Learn about on-parametric methods.
- [Narrator] Let's talk about nonparametric correlation analysis. You can use nonparametric correlation analysis to find correlation between categorical, non-linearly related, non-normally distributed variables. For an example of where nonparametric correlation analysis could be useful, imagine you're a social scientist that studies smoking habits. You use a nonparametric correlation analysis method like Spearman's rank to test a population for a correlation between income as a bracket, and cigarette consumption of smokers.
You find that higher income individuals are much more likely to smoke more cigarettes than lower income people. I'm about to show you how to use Spearman's rank correlation and chi-square tables to establish correlation between categorical variables. The Spearman's rank correlation method works on ordinal variables. In case you don't know what that is, an ordinal variable is a numeric variable that's able to be categorized. The Spearman's rank method converts ordinal variables into variable pairs and then calculates an R correlation co-efficient by which to rank the variable pairs according to the extent of their correlation.

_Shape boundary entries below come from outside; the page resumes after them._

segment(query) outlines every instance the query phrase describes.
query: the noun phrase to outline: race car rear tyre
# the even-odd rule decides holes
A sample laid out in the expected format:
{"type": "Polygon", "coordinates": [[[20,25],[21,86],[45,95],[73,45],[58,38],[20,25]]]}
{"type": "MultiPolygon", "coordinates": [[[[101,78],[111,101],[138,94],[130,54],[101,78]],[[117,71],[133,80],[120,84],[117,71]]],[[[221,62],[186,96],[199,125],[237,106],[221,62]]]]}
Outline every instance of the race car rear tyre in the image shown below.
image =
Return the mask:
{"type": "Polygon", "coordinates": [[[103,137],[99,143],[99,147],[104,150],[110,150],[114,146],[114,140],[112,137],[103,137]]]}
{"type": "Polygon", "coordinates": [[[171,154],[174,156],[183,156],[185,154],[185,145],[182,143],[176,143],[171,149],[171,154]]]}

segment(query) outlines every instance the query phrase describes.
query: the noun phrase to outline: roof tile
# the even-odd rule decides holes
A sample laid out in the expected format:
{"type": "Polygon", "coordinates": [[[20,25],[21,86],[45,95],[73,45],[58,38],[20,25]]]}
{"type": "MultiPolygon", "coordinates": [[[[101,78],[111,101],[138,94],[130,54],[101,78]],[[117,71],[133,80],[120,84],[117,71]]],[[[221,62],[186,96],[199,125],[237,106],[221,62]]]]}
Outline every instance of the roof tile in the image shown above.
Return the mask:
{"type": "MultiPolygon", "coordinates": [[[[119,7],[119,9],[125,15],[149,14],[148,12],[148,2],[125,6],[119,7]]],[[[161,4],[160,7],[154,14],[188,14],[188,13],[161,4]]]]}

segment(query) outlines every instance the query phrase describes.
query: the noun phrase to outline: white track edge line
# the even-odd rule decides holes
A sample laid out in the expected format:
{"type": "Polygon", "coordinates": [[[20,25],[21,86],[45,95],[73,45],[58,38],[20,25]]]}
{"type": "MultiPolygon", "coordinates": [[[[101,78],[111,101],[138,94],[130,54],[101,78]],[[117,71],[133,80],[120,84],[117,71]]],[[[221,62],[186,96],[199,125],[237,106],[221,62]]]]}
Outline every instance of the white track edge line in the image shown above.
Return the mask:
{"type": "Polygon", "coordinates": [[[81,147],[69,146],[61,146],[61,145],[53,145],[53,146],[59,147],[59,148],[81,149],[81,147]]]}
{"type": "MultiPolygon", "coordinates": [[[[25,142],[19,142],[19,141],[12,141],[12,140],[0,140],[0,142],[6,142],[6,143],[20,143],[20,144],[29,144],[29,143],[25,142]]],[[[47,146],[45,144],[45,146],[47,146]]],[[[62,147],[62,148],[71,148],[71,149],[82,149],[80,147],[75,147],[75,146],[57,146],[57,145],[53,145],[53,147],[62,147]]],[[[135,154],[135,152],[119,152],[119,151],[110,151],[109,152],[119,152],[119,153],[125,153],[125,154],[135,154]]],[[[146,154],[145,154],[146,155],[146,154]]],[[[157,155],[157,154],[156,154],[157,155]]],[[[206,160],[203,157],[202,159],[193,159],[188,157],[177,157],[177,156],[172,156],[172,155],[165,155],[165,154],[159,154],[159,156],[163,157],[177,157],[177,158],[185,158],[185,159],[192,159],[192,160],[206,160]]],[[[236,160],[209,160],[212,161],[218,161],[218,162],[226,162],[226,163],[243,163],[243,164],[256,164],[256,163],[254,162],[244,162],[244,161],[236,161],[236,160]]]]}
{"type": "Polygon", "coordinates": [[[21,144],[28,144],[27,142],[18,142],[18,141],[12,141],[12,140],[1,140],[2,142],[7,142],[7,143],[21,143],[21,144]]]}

If this doesn't make too much sense for you now, don't worry at all because I'm going to show you what this means in the coding demonstration to come. Similar to the Pearson's R method we discussed in the last segment, Spearman's rank comes up with an r-value to indicate the degree to which variables are correlated. If the r-value is close to one or negative one, then you know there's a strong degree of correlation between variables in the pair. If the r-value is close to zero however, then you know the variables in the pair are not correlated.
And for the assumptions of the Spearman rank correlation analysis? Spearman's rank assumes that your variables are ordinal. Like we discussed earlier, those are numeric variables that are able to be categorized. The model also assumes that your variables are related non-linearly and that your data is non-normally distributed. Don't worry about these too much now because in the coding demonstration, I'm going to show you how to examine your variables and find out whether they meet these assumptions. Before getting into the coding demonstration though, I want to introduce chi-square tables.

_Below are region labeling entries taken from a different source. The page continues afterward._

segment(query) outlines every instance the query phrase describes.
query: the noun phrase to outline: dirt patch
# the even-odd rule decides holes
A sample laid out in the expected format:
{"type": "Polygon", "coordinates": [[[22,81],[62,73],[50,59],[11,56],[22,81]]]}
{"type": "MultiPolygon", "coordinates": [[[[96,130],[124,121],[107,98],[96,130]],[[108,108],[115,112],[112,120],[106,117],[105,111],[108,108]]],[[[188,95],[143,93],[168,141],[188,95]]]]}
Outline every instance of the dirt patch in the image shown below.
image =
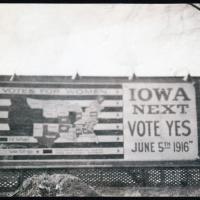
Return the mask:
{"type": "Polygon", "coordinates": [[[100,196],[94,188],[69,174],[34,175],[26,179],[16,197],[100,196]]]}

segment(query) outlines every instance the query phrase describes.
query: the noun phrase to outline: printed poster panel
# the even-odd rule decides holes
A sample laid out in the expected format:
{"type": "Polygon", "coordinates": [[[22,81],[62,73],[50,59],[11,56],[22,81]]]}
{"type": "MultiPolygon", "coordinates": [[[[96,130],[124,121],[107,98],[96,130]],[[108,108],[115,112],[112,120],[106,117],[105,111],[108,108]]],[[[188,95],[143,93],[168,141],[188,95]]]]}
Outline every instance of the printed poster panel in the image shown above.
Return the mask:
{"type": "Polygon", "coordinates": [[[121,84],[0,84],[0,162],[119,160],[121,84]]]}
{"type": "Polygon", "coordinates": [[[195,89],[191,83],[123,84],[124,160],[198,157],[195,89]]]}

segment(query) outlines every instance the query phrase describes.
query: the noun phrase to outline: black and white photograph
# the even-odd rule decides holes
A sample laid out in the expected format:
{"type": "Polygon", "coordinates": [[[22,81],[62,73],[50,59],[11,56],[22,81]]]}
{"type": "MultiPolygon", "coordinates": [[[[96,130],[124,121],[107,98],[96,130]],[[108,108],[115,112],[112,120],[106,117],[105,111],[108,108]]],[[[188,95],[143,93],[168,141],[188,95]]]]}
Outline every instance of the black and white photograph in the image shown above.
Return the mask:
{"type": "Polygon", "coordinates": [[[199,3],[0,4],[0,197],[199,197],[199,3]]]}

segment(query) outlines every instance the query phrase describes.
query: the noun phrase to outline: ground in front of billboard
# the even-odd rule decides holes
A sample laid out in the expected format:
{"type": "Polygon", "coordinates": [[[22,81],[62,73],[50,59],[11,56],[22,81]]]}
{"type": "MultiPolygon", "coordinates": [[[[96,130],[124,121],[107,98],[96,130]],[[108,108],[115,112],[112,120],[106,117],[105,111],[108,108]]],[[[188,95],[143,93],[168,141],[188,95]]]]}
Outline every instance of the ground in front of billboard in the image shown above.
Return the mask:
{"type": "Polygon", "coordinates": [[[32,180],[23,183],[24,188],[18,189],[15,192],[0,193],[0,197],[11,196],[102,196],[102,197],[199,197],[200,187],[91,187],[82,183],[79,179],[73,176],[52,176],[54,180],[60,180],[56,190],[52,189],[48,178],[43,183],[40,181],[42,176],[34,177],[32,180]],[[46,185],[47,183],[47,185],[46,185]],[[64,183],[64,184],[63,184],[64,183]],[[30,188],[31,186],[31,188],[30,188]],[[70,187],[69,187],[70,186],[70,187]],[[51,188],[51,189],[50,189],[51,188]],[[63,188],[68,188],[63,191],[63,188]],[[49,190],[50,189],[50,190],[49,190]],[[20,190],[20,191],[19,191],[20,190]],[[38,193],[39,192],[39,193],[38,193]],[[46,192],[46,194],[45,194],[46,192]],[[43,194],[42,194],[43,193],[43,194]]]}

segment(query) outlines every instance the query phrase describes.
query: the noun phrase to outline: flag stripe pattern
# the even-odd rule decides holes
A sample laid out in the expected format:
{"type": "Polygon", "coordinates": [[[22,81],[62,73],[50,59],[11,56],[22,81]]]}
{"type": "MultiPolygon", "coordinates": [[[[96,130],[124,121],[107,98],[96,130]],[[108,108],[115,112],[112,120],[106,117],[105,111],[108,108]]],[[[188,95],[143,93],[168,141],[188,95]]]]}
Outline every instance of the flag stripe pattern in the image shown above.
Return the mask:
{"type": "Polygon", "coordinates": [[[114,83],[0,83],[0,160],[123,159],[122,94],[114,83]],[[86,127],[99,96],[96,124],[86,127]],[[72,125],[74,112],[82,118],[72,125]]]}

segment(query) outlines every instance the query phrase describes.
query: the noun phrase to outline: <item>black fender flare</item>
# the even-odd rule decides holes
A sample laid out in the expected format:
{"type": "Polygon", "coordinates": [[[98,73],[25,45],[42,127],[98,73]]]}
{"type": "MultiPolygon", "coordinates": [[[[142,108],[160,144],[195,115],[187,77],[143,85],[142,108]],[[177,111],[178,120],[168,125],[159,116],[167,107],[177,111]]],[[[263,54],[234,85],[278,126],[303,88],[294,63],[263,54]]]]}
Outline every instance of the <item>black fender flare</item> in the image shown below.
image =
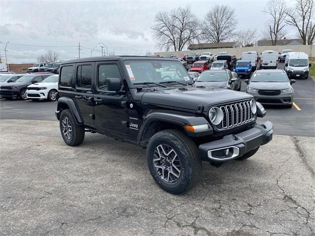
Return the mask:
{"type": "Polygon", "coordinates": [[[207,130],[193,132],[185,130],[186,133],[189,136],[199,137],[213,134],[213,129],[209,124],[207,119],[203,117],[172,113],[167,112],[154,112],[147,116],[141,125],[138,134],[137,140],[140,143],[141,138],[147,125],[151,121],[161,121],[179,125],[183,127],[186,124],[189,125],[198,125],[208,124],[209,129],[207,130]]]}
{"type": "Polygon", "coordinates": [[[80,113],[79,113],[79,111],[78,111],[78,109],[75,105],[74,101],[71,98],[69,98],[68,97],[62,97],[58,99],[57,110],[56,111],[56,116],[57,117],[57,118],[58,119],[59,119],[59,118],[60,117],[60,110],[62,107],[62,104],[65,104],[67,105],[67,106],[69,107],[70,111],[74,116],[74,117],[75,118],[78,123],[83,123],[83,120],[81,118],[80,113]]]}

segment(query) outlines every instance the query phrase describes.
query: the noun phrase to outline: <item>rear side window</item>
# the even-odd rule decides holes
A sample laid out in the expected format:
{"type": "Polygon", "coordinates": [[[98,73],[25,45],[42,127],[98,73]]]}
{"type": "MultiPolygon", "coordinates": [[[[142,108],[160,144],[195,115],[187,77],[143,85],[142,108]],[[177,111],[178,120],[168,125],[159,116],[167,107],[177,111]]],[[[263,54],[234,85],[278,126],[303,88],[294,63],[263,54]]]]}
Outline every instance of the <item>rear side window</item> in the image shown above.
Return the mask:
{"type": "Polygon", "coordinates": [[[83,65],[78,66],[77,86],[80,88],[91,88],[92,71],[92,66],[91,65],[83,65]]]}
{"type": "Polygon", "coordinates": [[[121,80],[117,65],[100,65],[98,67],[98,88],[100,89],[105,90],[107,89],[107,79],[109,78],[119,78],[121,80]]]}
{"type": "Polygon", "coordinates": [[[63,66],[60,71],[60,86],[63,87],[72,87],[73,78],[73,66],[68,65],[63,66]]]}

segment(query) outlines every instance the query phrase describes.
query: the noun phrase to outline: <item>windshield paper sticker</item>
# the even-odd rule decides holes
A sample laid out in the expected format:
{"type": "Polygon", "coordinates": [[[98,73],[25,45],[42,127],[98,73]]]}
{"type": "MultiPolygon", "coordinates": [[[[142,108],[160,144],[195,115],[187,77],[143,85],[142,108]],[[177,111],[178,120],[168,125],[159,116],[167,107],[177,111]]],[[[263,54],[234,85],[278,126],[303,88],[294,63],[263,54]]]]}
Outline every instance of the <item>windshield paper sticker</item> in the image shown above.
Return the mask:
{"type": "Polygon", "coordinates": [[[133,73],[131,70],[131,67],[130,67],[130,65],[126,65],[126,69],[127,69],[127,72],[128,72],[130,79],[131,80],[134,80],[134,76],[133,76],[133,73]]]}

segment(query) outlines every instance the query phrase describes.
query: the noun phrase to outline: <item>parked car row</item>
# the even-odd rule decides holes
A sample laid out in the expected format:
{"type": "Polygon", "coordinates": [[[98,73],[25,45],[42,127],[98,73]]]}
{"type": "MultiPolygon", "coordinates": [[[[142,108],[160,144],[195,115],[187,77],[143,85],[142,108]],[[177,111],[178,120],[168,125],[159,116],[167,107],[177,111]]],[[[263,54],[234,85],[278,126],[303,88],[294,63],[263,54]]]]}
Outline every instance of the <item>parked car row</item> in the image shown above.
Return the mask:
{"type": "Polygon", "coordinates": [[[58,74],[60,67],[60,62],[35,63],[32,67],[27,69],[27,72],[30,73],[47,72],[58,74]]]}
{"type": "Polygon", "coordinates": [[[0,96],[2,98],[37,101],[55,101],[58,75],[51,73],[0,75],[0,96]]]}

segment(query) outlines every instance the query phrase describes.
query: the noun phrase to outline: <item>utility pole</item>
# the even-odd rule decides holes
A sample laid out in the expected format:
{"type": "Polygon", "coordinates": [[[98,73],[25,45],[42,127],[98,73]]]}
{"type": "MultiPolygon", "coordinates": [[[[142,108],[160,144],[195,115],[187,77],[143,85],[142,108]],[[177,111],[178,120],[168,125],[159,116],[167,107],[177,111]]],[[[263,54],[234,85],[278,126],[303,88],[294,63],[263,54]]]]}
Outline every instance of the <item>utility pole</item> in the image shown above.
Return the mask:
{"type": "Polygon", "coordinates": [[[100,47],[102,48],[102,57],[103,57],[103,48],[104,48],[104,47],[102,46],[100,46],[100,47]]]}
{"type": "MultiPolygon", "coordinates": [[[[102,47],[101,46],[100,46],[100,47],[101,47],[102,48],[102,56],[103,56],[103,48],[106,48],[106,57],[108,56],[108,47],[105,45],[105,44],[104,44],[103,43],[98,43],[98,44],[103,44],[103,47],[102,47]]],[[[105,53],[104,53],[105,54],[105,53]]]]}
{"type": "Polygon", "coordinates": [[[80,59],[80,51],[82,50],[81,47],[81,46],[80,46],[80,42],[79,42],[79,47],[78,48],[78,49],[79,49],[79,59],[80,59]]]}
{"type": "Polygon", "coordinates": [[[8,71],[9,71],[9,65],[8,65],[8,62],[6,61],[6,51],[7,51],[6,50],[6,46],[8,45],[8,43],[9,43],[10,42],[6,42],[6,44],[5,44],[5,47],[4,48],[4,55],[5,55],[5,64],[6,64],[6,68],[8,70],[8,71]]]}

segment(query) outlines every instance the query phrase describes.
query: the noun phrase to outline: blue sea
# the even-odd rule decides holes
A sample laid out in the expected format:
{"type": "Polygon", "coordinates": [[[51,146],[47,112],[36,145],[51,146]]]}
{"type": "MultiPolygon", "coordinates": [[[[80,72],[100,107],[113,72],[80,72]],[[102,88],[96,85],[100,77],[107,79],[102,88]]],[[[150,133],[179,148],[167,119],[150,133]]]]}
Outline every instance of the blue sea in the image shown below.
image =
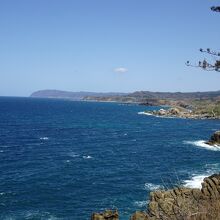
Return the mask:
{"type": "Polygon", "coordinates": [[[145,210],[149,192],[220,169],[218,120],[158,118],[119,103],[0,98],[0,219],[87,220],[145,210]]]}

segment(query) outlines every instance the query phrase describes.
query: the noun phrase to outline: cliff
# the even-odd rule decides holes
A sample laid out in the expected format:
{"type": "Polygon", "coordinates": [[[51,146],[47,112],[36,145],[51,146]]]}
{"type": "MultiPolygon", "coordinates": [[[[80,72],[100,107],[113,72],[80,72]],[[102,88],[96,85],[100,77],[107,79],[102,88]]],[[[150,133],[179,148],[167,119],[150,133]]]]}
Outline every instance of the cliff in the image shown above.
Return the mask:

You use chi-square tables to test for independence between variables. If you get a p-value less than .05 then you're going to conclude your variables are correlated. If you get a value of p greater than .05 you'll conclude that your variables are independent of one another. The null hypothesis of this test is that the variables are independent of one another. As far as the assumptions of the chi-square test, you just want to make sure your variables are categoric or numeric.
If you have numeric variables, then you're going to need to make sure you have binned them. And in case you don't know what binning is, now is a great time to get familiar with that term. As an example, imagine that you had a variable that had values between zero and 100. That's a numeric variable. As an example of binning, you could break up that variable into 10 separate groups. 10 groups of 10, and then within these 10 groups of 10, you would just put your data into different categories according to it's numeric values, like this.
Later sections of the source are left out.